学生時代に僕のことを「自閉症」とか「自閉症スペクトラム」とか「アスペルガー症候群」という人がいた。医師の診断を受けようともいなかったし、まあ、そんなのもあるだろうと、思い当たる節もたくさんあったけど、薬があるわけでも、何かあるわけでもなかったし、そもそもまともに就職もしようとも思わないし、その当時は結婚する気も、子供も欲しくなかったというか、社会的不適合者であることに僕本人はそんなに問題を感じていなかったということもあって、そのままにしていた。無力な子供時代とは違って、どうにか生きられるだけで十分だと思っていた。

 

大人の自閉症、アスぺが最近では話題になっている。苦労している人もいるだろうし、辛い人もいるだろう。ただ、なんていうのか、僕はそんなに辛くない。便意に気がつけずに漏らしてしまったりしても、週5の勤務ができなくても、突然のフラッシュバックに数日間ほとんど睡眠が取れなくなることがあっても、あんまり気にしていない。昔の方がひどかった、子供時代の方がひどかった。助けや理解が必要なのは子供時代であって、もうだいたいのことに諦めを覚えてしまって、そして諦めを飼い慣らし、諦めと遊ぶようになってしまった僕には、助けもあんまりいらない。理解すらあまり必要ない。楽しんでくれればいいやくらいに思っている。

 

長女の行動は僕に似ていた。発語に関しては違うけれども、自閉症スペクトラムにも多様性は少しはある。ただ、石を並べたり、突然癇癪を起こしてしまうことは似ていた。僕は3歳から6歳にかけて、癲癇でよく倒れていたから、それが心配になった。大人になってからでも、過度なストレスがかかると、夜中に呼吸ができなくなって倒れそうになる。そのときにいつもとうとう死ぬのか、とか思っている。

 

石を並べる長女はとても満足そうだ。

 

警備員の方が来た。
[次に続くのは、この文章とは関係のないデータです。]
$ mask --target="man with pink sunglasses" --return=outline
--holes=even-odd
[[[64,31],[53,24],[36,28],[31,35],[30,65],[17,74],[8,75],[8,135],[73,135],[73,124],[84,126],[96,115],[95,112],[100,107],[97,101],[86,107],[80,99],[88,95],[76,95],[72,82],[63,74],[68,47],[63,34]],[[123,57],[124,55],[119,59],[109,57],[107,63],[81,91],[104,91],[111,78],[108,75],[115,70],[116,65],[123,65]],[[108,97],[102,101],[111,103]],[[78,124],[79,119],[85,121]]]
長女は知らない男の人が怖いはずなのに、石並べに集中して気がつかない。警備員さんもニコニコして長女の石並べを見ていた。ふと、長女が警備員さんに気がついて笑顔を向けた。そしてまた石並べをした。

 

「ここの石で遊んでてもいい?」

 

そう僕が聞くと、警備員さんも嬉しそうに頷いて去って行った。

 

長女はそのあと2時間以上、石を並べていた。僕も参加して、この石がかっこいいとか言って、長女の助手を務めていた。